That did at least give the Hindsight a chance to live up to its name, with would-be FAS tourists given no choice but to look back on past glories - and horrors. The focal point was the FAS WhatsApp group, with regular tour-centric cricket trivia challenges:
After several months of this, the resumption of recreational cricket on July 11 technically meant the tour suddenly became viable, at least in theory; but very few clubs were in a position to get going straight away. After lots of deliberation there was a gradual convergence to a two-part tour spanning the August bank holiday and the following weekend . . .
. . . which, remarkably given the backdrop, went off pretty much without a hitch. We got three games on the Cotswolds leg, based at Mill Dene as usual (but largely camping on various lawns rather than squeezed into attic rooms), followed by a two-game mini-tour based at Joss's new family home at Slip Mill in Kent. And, other than the use of industrial quantities of what we hoped wasn't just out-of-date lube every six overs, the games felt pretty normal - in particular in terms of results, with FAS once again undefeated. We started slowly, warming up with a rather tame draw at Temple Grafton, got into gear by beating Fladbury, Shipton-under-Wychwood and The Grannies by 5 wickets, 29 runs and 9 wickets, respectively, before winding down with what was in theory a relaxing internal game.
Early in the tour it was the old hands dominating: Jim Streeter was the stand-out batsman with 154 runs at 51.33, all but doubling the next best tally; and the bowling was dominated by Joss Dare (9 wickets at 11.11) and Joe White (6 wickets at 6.33), with possibly their best returns from any tour. You might think it couldn't last - and indeed it didn't, as the internal game seemed to be a bridge too far for many, as the tour finished with most tour veterans hobbling between their positions at the change of ends, all of which made Harry Houlder's sliding stops and flat throws stand out even more than usual.

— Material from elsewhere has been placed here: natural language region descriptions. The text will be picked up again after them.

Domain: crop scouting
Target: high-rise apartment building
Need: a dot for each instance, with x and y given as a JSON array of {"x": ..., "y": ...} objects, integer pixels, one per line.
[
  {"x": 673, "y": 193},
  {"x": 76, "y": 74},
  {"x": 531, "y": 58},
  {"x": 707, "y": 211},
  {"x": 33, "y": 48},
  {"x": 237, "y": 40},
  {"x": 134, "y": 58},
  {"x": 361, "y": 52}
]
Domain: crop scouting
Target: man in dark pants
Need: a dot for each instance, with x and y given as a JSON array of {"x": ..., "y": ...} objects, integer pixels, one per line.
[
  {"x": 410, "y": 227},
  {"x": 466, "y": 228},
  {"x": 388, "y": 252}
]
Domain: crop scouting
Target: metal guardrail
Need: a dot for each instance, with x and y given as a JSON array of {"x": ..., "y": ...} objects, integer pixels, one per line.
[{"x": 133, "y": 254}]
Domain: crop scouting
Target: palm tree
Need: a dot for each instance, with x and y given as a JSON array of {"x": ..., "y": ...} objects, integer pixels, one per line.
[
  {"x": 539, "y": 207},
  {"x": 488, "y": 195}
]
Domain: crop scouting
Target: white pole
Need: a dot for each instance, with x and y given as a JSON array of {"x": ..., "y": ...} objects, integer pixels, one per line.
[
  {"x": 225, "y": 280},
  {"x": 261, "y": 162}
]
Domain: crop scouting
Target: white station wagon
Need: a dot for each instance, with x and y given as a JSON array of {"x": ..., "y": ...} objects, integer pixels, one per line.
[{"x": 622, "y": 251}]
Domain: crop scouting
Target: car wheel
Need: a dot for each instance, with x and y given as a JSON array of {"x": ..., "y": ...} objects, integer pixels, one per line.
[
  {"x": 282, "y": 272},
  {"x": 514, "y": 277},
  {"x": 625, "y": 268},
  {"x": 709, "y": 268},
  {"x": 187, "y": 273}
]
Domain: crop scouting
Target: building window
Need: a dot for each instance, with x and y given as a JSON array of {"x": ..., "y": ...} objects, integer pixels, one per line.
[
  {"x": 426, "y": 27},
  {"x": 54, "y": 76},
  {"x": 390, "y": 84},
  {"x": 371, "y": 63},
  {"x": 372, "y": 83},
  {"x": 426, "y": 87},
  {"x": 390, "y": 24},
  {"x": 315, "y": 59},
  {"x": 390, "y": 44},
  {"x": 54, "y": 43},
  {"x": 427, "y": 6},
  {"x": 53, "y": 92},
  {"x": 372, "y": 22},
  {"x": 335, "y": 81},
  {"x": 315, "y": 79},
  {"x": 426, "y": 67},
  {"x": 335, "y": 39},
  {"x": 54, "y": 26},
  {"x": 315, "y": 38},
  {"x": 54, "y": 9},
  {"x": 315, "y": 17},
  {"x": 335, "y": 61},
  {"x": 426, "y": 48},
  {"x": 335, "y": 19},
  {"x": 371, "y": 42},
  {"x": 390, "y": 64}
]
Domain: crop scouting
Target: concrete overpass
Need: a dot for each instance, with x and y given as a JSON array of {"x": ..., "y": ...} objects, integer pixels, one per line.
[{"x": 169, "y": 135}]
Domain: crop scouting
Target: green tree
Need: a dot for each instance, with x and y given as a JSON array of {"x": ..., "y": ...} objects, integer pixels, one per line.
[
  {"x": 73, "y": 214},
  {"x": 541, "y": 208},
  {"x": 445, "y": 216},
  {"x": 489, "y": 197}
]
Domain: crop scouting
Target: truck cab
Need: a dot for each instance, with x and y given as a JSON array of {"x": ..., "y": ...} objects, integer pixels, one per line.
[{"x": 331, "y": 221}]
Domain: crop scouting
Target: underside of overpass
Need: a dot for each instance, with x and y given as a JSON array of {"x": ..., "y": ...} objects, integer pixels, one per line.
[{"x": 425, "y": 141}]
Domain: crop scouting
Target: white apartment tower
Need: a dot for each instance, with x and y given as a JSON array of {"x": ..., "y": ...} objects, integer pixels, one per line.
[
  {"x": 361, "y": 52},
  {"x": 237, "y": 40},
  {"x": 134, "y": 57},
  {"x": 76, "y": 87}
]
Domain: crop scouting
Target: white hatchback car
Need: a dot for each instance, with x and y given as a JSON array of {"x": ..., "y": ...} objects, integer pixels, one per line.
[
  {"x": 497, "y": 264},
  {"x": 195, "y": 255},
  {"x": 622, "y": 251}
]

One result was that the youngters finally got a chance to shine, as Jamie Dare (78*) and Toby Reynolds (56*) made their first and second FAS half-centuries, respectively - and largely at the expense of their older relatives.
Still, given where we were a few months ago, a few aches and pains were a welcome sign that we'd actually got to play some cricket, something all the more appreciated given everything else going on in the world.